My freshman roommate Martin asked me how I reconciled some of my previous beliefs like atheism and basing things off empirical evidence with my Mormon faith.
"For me, my main problem with religion was the simple truth question: if you're asserting some religious claim., how do you know that? I never really disliked religion, I just didn't think it was true.
As a result, I was more of an agnostic than an atheist, prizing (then and now) empiricism and the scientific way of knowing things. It was one extended passage from the Book of Mormon - extremely well-cited and beautifully empiricist - that helped start and sustain me on the path to belief: "And now, behold, because ye have tried the experiment, and planted the seed, and it swelleth and sprouteth, and beginneth to grow, ye must needs know that the seed is good"...and so on.
Personally reconciling that outlook with the Mormon faith....I still see atheism is a coherent (lack of) religious belief, even if I am no longer an atheist. Interestingly, though, LDS thought starting with Joseph Smith is infused with heavy doses of gnosticism and empiricism, as well as a general prizing of religious and secular knowledge and a willingness to accept other traditions as good or even partially inspired by God.
Something I've realized about myself is that in my yearning for knowledge, more than anything else I yearn for frameworks to look at things. Like economics looks at frameworks of incentives in understanding how society works. (=why I'm an econ major)
When I was in Florida last summer, the man who eventually baptized me was insistent than the LDS framework was extremely conducive to a scientific, emprirical mindset, pointing to LDS scriptural verses like "the glory of God is intelligence." That was my big intellectual roadblock to faith; when I came around to Adam's view and had spiritual experiences (=evidence), then I believed.
But about the empiricism thing - think about LDS beliefs that man can become like God, or that the latter-day church has additional truths that are not available in other Christian denominations.
On those bases, a traditional methods of copping-out of theological dilemmas simply doesn't fly.
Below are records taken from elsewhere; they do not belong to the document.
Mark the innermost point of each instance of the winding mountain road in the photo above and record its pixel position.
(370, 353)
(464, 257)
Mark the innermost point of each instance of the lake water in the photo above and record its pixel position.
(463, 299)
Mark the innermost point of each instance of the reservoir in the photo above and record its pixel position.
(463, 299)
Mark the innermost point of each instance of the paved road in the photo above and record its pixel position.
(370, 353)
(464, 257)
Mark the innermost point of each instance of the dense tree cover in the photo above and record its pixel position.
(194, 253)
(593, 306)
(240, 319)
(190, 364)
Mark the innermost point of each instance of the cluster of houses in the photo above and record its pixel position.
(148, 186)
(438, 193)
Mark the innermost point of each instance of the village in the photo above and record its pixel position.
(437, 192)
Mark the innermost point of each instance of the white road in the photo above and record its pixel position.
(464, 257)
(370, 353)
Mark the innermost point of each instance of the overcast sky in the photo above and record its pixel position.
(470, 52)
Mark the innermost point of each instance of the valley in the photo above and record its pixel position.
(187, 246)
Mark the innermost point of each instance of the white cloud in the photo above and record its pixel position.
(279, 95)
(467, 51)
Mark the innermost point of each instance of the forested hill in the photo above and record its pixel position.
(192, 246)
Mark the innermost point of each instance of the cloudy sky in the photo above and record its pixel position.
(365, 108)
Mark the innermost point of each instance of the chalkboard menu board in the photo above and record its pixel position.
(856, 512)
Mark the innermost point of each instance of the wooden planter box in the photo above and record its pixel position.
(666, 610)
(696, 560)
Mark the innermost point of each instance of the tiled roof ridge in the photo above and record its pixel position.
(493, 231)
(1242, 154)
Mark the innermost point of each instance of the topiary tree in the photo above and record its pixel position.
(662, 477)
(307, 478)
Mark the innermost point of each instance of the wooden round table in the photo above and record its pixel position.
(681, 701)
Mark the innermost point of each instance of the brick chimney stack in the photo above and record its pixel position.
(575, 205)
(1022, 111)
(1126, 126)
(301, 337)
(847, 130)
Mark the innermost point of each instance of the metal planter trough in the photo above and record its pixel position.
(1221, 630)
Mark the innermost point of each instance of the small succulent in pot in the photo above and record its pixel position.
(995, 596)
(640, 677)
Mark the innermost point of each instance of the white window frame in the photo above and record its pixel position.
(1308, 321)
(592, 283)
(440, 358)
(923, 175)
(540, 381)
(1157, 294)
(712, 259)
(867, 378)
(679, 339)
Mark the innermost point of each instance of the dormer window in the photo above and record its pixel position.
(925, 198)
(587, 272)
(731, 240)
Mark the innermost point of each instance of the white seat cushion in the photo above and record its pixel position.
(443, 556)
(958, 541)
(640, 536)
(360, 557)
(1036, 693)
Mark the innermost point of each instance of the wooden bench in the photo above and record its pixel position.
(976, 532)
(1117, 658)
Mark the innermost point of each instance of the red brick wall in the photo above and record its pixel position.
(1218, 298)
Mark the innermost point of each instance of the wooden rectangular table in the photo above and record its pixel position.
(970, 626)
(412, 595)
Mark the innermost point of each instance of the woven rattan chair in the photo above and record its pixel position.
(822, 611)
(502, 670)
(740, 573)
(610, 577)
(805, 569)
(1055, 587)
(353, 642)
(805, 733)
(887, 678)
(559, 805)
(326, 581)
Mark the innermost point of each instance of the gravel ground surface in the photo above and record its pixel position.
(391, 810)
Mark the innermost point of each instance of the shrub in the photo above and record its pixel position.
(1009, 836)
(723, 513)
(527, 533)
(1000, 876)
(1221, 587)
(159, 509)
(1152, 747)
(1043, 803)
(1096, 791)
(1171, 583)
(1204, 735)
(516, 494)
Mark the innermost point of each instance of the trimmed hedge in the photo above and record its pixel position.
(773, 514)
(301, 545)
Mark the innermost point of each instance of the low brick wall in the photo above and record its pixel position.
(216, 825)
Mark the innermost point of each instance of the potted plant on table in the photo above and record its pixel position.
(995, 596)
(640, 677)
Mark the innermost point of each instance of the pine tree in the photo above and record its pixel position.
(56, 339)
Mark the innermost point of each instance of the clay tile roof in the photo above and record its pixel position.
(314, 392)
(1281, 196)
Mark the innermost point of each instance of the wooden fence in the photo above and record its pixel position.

That being, saying we can't understand God's ways, our understanding is microscopic compared to His, and citing Isaiah 55:9 ("For as the heavens are higher than the earth, so are my ways higher than your ways, and my thoughts than your thoughts"). I do still hear that occasionally, especially re: not wanting to admit mistakes like denying blacks the priesthood.
Of course, you have the church's reputation (somewhat deserved, but not really) for being authoritarian and hierarchal...but I see the sort of synthesis of empiricism and religion - not to mention individual free agency - as basic in Mormonism and am quite willing to ignore quotes from past conservative church leaders to the contrary."